アトランティック・レコードは、かつて黒人音楽を送り出すレーベルだった。そんなアトランティックにとって初の白人アーティストが66年にデビューしたザ・ヤング・ラスカルズで、キャヴァリエはその中心人物だったシンガー/キーボード奏者。ザ・ヤング・ラスカルズはとってもソウル・オリエンテッドな音楽性を持っていたことで、アトランティックは契約することに踏み切ったわけだが、キャヴァリエはずっと“ブルー・アイド・ソウル”と呼ばれる語彙の代表者でありつづけている名士ですね。近年、彼はザ・MGズ(2008年11月24日)のスティーヴ・クロッパー(2009年7月19日、他)との双頭名義作を2枚、新生スタックスからリリースしている。

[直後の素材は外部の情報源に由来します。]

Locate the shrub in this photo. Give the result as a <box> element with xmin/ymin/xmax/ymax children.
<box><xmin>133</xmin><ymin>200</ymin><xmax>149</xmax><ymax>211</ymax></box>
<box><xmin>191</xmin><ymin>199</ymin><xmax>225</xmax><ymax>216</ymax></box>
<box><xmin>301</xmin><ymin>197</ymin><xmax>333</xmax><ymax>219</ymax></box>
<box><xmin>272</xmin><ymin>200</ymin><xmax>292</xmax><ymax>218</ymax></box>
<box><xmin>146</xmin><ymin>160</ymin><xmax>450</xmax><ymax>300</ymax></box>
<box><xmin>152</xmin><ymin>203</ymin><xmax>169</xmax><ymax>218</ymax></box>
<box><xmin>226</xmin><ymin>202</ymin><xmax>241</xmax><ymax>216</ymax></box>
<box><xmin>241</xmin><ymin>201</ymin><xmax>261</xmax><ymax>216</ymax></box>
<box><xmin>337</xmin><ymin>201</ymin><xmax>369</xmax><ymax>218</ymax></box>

 キーボードを弾きながら歌う彼(ハモンド・オルガン演奏はさすがの味を持つ)に加えて、ギター、ベース、ドラム、女性コーラス(キャヴァリエの娘さん)という布陣にてパフォーマンス。けっこうまとまっていて、この編成で普段ライヴをやっているのかと思わせる。当のキャヴァリエはそんなに老けていなくてスタックス発アルバムを聞いても判るように、喉が衰えていない。その歌はスティーヴ・ウィンウッドと結構似ているナと思わせたりするのだが、今回の生だとなんかフィル・コリンズを思い出させたりも。なんにせよ、黒人音楽に耽溺した白人のワビサビをたたえたその歌は、それだけでお金が取れる。演目はザ・ヤング・ラスカルズの曲が比率的には高かったはずだが、随所でオーティス・レディング曲やモータウン曲やマイケル・ジャクソン曲など著名ソウル曲断片を挟み込んだりも。また、終盤にジミ・ヘンドリックスやアトランティック・レコードの白人後輩であるレッド・ツェッペリンのカヴァーもやる。ザ・ヤング・ラスカルズも60年代後半に入るとサイケ・ロック色を強めたりもしたが、そのうれしそうなカヴァー披露に触れて、キャヴァリエはアート・ロック(60年代後半の意気揚々なロック勢に昔用いられたターム)隆盛に一役買ったという自負を持っているのかもナと、ぼくは感じたのだった。南青山・ブルーノート東京、ファースト・ショウ。